Simply stated, men and women find females in the the fly-fishing world fascinating.
Even though I showed up a half hour into the Happy Hour for women interested in fly-fishing last night, the place was packed with co-ed members of the Southern Wisconsin Trout Unlimited chapter. The energy in the room zapped my skin and as I gazed across a conference room of ear-to-ear smiling faces, goosebumps reminded me why I am joining SWTU again. Fly-fishing folks care.
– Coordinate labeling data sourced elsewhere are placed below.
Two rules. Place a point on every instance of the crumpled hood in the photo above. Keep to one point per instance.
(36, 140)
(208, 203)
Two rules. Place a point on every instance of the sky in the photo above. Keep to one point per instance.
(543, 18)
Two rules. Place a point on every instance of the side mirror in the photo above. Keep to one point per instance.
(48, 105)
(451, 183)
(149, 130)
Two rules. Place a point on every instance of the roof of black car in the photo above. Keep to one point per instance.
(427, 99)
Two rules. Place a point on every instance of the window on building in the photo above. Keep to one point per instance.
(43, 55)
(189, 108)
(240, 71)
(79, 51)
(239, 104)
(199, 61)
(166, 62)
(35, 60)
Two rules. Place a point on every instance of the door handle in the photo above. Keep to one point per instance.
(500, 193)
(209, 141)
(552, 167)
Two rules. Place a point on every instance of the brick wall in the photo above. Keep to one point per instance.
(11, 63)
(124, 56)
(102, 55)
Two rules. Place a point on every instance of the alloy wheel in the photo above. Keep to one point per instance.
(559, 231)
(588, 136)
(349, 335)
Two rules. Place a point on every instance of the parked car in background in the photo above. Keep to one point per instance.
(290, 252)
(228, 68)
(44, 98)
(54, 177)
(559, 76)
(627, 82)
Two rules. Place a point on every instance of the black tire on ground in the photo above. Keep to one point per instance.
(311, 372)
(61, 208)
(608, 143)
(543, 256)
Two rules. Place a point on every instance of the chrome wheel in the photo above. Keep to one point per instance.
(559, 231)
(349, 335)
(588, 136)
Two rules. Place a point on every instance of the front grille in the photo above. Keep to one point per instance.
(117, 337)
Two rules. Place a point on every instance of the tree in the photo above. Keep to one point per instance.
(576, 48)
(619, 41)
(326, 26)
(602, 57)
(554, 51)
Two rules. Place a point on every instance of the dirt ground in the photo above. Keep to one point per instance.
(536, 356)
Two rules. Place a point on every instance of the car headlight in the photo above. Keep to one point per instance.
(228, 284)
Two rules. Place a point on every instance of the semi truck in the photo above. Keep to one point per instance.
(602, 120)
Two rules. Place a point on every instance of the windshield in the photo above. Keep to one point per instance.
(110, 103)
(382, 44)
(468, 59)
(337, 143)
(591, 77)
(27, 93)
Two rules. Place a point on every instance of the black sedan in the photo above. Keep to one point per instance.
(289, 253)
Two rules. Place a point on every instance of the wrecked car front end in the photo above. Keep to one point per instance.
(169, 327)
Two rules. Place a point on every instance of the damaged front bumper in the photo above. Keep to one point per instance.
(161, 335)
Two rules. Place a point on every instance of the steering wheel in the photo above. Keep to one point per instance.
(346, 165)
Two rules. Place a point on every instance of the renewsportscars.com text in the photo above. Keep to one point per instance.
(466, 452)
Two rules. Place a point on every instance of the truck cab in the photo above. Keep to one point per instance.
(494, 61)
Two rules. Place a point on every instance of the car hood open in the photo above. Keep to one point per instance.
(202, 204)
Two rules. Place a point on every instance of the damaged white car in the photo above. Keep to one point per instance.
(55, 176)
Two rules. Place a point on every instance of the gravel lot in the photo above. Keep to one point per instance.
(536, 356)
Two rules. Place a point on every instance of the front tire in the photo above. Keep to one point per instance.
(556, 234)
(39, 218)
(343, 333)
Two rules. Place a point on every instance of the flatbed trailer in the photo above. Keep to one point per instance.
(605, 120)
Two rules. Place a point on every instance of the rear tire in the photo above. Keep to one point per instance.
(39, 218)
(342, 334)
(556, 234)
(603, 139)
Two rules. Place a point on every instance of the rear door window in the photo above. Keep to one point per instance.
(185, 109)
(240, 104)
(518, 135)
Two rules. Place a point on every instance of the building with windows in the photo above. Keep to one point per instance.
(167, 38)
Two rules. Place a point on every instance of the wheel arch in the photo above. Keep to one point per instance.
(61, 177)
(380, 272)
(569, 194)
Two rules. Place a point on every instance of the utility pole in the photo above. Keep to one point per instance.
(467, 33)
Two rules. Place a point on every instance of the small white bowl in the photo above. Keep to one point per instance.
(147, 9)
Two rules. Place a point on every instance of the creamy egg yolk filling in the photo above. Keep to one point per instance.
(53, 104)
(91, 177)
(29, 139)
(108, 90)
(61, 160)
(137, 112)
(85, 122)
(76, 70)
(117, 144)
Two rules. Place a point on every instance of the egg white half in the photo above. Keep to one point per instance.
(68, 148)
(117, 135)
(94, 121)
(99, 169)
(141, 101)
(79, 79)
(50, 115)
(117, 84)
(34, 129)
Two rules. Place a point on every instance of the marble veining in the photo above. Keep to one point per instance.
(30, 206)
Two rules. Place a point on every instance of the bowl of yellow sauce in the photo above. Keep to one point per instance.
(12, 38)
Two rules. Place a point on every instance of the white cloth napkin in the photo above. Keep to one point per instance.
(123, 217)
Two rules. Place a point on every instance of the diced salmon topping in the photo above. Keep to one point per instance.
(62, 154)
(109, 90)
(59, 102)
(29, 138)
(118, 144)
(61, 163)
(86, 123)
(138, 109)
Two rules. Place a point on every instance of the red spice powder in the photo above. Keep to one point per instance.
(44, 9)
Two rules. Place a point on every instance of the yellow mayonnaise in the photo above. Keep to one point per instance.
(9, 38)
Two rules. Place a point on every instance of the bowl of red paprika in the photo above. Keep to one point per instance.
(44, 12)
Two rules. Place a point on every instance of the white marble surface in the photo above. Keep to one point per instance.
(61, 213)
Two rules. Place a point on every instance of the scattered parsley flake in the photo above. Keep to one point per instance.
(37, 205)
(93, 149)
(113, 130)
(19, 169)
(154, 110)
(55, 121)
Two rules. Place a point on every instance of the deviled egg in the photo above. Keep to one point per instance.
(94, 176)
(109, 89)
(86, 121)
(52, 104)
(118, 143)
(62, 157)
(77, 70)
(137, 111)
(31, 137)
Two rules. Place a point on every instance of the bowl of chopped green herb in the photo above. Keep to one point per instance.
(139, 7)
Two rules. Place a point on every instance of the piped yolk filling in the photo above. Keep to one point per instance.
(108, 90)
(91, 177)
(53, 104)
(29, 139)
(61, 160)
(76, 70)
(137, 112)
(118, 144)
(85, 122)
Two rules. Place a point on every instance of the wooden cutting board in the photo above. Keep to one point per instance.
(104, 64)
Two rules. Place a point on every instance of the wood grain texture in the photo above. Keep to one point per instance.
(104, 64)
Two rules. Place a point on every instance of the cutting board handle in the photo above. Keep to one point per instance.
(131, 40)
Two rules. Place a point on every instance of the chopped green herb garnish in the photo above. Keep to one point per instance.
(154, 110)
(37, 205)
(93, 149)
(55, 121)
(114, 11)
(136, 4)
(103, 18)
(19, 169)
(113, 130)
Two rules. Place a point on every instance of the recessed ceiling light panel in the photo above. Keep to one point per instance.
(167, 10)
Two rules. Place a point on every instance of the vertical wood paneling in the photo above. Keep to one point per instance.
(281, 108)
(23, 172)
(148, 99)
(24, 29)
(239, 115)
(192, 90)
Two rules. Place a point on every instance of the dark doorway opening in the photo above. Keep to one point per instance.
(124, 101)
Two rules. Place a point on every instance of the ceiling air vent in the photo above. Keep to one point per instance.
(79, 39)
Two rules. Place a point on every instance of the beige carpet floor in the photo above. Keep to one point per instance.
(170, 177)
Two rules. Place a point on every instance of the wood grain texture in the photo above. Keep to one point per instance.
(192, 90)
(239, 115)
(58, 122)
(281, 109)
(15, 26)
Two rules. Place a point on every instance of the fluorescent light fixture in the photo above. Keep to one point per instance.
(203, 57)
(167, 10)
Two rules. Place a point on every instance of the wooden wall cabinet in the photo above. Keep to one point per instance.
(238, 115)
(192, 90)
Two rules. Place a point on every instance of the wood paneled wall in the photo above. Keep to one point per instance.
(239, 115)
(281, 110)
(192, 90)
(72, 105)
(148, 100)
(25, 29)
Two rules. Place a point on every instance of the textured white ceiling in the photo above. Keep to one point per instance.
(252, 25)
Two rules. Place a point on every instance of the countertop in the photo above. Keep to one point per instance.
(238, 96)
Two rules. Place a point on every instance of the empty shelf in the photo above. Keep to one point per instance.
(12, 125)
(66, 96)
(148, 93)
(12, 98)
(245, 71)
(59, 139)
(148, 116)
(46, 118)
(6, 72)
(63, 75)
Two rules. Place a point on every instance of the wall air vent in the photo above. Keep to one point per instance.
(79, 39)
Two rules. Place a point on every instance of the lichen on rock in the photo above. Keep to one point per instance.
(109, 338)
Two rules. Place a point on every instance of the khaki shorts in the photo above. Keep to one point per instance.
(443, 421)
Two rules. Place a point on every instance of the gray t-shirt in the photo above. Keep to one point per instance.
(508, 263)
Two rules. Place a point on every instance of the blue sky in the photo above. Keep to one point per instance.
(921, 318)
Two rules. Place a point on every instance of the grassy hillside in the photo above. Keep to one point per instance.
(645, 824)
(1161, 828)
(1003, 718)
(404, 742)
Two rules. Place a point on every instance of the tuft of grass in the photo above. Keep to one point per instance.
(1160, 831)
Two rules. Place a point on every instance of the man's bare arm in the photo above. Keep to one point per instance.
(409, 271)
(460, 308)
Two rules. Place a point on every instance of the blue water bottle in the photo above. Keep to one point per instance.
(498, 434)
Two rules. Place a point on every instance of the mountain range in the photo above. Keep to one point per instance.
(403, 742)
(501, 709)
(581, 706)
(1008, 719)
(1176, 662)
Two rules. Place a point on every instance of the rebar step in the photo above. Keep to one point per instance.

Walk into most TU chapter meetings and (from what I hear) you can expect to find about a dozen older white men wearing chamois flannel tucked into cargo pants sharing fly-tie patterns, embellished of course with the famous “fish tale” of why this pattern is so successful. Last night’s SWTU meeting on the second floor of the Coliseum Bar definitely burst outside this old school box. Women made up at least one third of the attendance of at least 100 people. This is great! Why? Women belong in this fly-fishing sport, as history proves, and we all need to embrace and celebrate it.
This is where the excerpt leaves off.